Ripping CDs (Again)
About 13 and a half years ago, I started ripping my CDs. The majority of them were ripped to mp3s, not a lossless format like flac. I'm not an audiophile or anything and I'd never pretend to be able to hear the difference, but it always bothered me that my digital copies were 'lossy'. Irrational perhaps, but I paid for every bit on that CD dammit, and I want a perfect copy of it.
At the time, I wrote
The downside is that I'll probably want to redo all of this again some time (when terabyte disks come standard with new PCs), but I'll just treat that as another chance to amble down memory lane in the future :-)
Back in 2005, a terabyte of disk space was a fairly expensive proposition, certainly more than I could afford, especially being on one of my glorious 'sabbaticals'. Also, how much more to buy another terabyte's worth of disks to back everything up? Now we're up to multiple terabyte disks, and at the time I'd have hardly believed it would one day be dirt cheap to back up a terabyte's worth of data to online storage, let alone have the bandwidth to get it all up there and back again in in a hurry if you need it. But here we are, so I'm re-ripping all our CDs, to flacs, so my digital copies are as good as they'll ever get.
The main reason I started though, is that I want to reclaim shelf space. I'm ripping the CDs, and soon I'll be bagging all the disks, liners and booklets into storage boxes, and sending the mountain of jewel cases to the dump (assuming the local charity shop which takes almost everything isn't crazy enough to take them).
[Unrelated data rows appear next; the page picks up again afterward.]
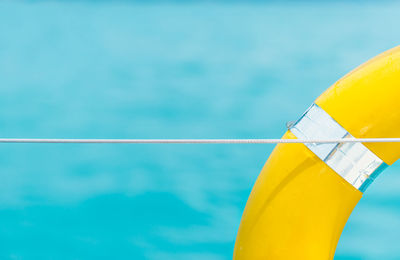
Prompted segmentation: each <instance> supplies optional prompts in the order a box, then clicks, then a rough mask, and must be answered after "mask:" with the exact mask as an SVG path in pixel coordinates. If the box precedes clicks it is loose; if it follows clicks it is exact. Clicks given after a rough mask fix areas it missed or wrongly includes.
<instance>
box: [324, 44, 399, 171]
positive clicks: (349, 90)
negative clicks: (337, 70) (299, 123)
mask: <svg viewBox="0 0 400 260" xmlns="http://www.w3.org/2000/svg"><path fill="white" fill-rule="evenodd" d="M316 104H317V105H319V106H320V107H321V108H322V109H323V110H325V111H326V112H327V113H328V114H329V115H330V116H331V117H333V118H334V119H335V120H336V121H337V122H338V123H339V124H340V125H341V126H343V127H344V129H346V130H347V131H348V132H349V133H350V134H351V135H353V136H354V137H356V138H378V137H400V47H397V48H394V49H392V50H389V51H387V52H384V53H383V54H381V55H379V56H377V57H375V58H373V59H372V60H370V61H368V62H367V63H365V64H363V65H361V66H360V67H359V68H357V69H355V70H354V71H352V72H350V73H349V74H347V75H346V76H345V77H343V78H342V79H340V80H339V81H337V82H336V83H335V84H334V85H333V86H332V87H330V88H329V89H328V90H327V91H325V92H324V93H323V94H322V95H321V96H320V97H319V98H318V99H317V100H316ZM364 145H365V146H367V147H368V148H369V149H370V150H371V151H372V152H374V153H375V154H376V155H377V156H378V157H379V158H381V159H382V160H383V161H384V162H385V163H387V164H389V165H391V164H393V163H394V162H395V161H396V160H397V159H398V158H399V157H400V143H365V144H364Z"/></svg>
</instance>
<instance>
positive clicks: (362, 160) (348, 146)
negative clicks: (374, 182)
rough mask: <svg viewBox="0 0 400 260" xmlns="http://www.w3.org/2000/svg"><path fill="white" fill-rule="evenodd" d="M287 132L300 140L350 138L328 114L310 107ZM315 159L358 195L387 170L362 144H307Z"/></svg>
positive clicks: (345, 130) (316, 109) (309, 143)
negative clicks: (292, 133) (380, 174)
mask: <svg viewBox="0 0 400 260" xmlns="http://www.w3.org/2000/svg"><path fill="white" fill-rule="evenodd" d="M289 130H290V131H291V132H292V133H293V134H294V135H295V136H296V137H297V138H299V139H319V138H321V139H336V138H337V139H340V138H353V136H352V135H350V133H348V132H347V131H346V130H345V129H344V128H343V127H342V126H341V125H339V124H338V123H337V122H336V121H335V120H334V119H333V118H332V117H331V116H330V115H329V114H328V113H326V112H325V111H324V110H323V109H321V108H320V107H319V106H317V105H316V104H313V105H312V106H311V107H310V108H309V109H308V110H307V111H306V112H305V113H304V114H303V115H302V116H301V118H300V119H299V120H298V121H297V122H296V123H294V124H293V125H292V126H291V127H290V128H289ZM305 145H306V146H307V147H308V148H309V149H310V150H311V151H312V152H313V153H315V155H317V156H318V157H319V158H320V159H321V160H323V161H324V162H325V163H326V164H327V165H328V166H329V167H330V168H332V169H333V170H334V171H335V172H336V173H338V174H339V175H340V176H342V177H343V178H344V179H345V180H346V181H348V182H349V183H350V184H351V185H353V186H354V187H355V188H356V189H358V190H360V191H365V189H366V188H367V187H368V185H369V184H370V183H371V182H372V181H373V180H374V178H375V177H376V176H377V175H378V174H379V173H380V172H381V171H382V170H383V169H384V168H386V167H387V164H385V163H384V162H383V161H382V160H381V159H379V158H378V157H377V156H376V155H375V154H374V153H373V152H371V151H370V150H369V149H368V148H367V147H365V146H364V145H363V144H362V143H330V144H327V143H325V144H324V143H306V144H305Z"/></svg>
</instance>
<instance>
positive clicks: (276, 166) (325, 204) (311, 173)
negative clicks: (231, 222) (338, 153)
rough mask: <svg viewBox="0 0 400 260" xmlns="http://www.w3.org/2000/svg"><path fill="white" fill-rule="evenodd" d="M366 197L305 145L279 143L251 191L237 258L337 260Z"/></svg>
mask: <svg viewBox="0 0 400 260" xmlns="http://www.w3.org/2000/svg"><path fill="white" fill-rule="evenodd" d="M283 138H295V137H294V135H293V134H292V133H290V132H287V133H286V134H285V136H284V137H283ZM361 196H362V193H361V192H360V191H358V190H357V189H355V188H354V187H353V186H352V185H350V184H349V183H348V182H347V181H345V180H344V179H343V178H342V177H340V176H339V175H338V174H336V173H335V172H334V171H333V170H332V169H330V168H329V167H328V166H327V165H326V164H325V163H324V162H323V161H321V160H320V159H319V158H318V157H317V156H316V155H314V154H313V153H312V152H311V151H310V150H309V149H308V148H306V146H304V145H303V144H279V145H277V147H276V148H275V150H274V151H273V153H272V154H271V156H270V158H269V159H268V161H267V163H266V164H265V166H264V168H263V170H262V171H261V174H260V176H259V177H258V179H257V182H256V184H255V185H254V188H253V191H252V192H251V195H250V198H249V200H248V202H247V205H246V209H245V211H244V213H243V217H242V223H241V225H240V228H239V233H238V236H237V240H236V245H235V251H234V257H233V258H234V259H236V260H245V259H246V260H250V259H271V260H280V259H285V260H290V259H297V260H302V259H304V260H314V259H315V260H326V259H332V258H333V255H334V253H335V249H336V245H337V243H338V240H339V237H340V234H341V232H342V230H343V227H344V225H345V224H346V221H347V219H348V217H349V216H350V213H351V212H352V210H353V208H354V206H355V205H356V204H357V202H358V201H359V200H360V198H361Z"/></svg>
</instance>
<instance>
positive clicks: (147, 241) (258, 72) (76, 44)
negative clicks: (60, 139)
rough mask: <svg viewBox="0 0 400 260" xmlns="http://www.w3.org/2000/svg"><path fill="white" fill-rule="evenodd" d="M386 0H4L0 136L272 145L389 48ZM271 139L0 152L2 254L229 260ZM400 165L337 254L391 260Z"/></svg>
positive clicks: (14, 255)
This time around I've gone with EAC for the ripping and encoding. The old cddb/freedb metadata lookups have been replaced by MusicBrainz, which is an incredibly detailed online database and an archivist's dream but a personal productivity nightmare (crowdsourced and volunteer-driven, nit-picky down to bar codes and catalogue numbers; I have tons of SA and/or rare pressings of CDs which aren't listed on the database. I feel morally obliged to add the details, but when do I find the time? Who can live with this kind of guilt?)
One interesting (or perhaps depressing) fact: when I ripped the CDs the first time around, I put all the mp3s into a "to listen" folder, and only moved an album out of there once I'd listened to it to make sure it sounded OK. Looking back at the "to listen" folder, about half of all the music I owned in 2005, I've never listened to since.
So one might ask why bother at all about making copies of music I never listen to, especially given how much more music I have 13 years later. And it would be a reasonable question, but the answer is simple: there are two kinds of people in this world. Those who'd cart their old CDs off to the charity shop instead of just the jewel cases, and those who just won't. I've long since made peace with being one of the latter. Saying goodbye to the jewel cases will be hard enough. But at least we'll have space for more books.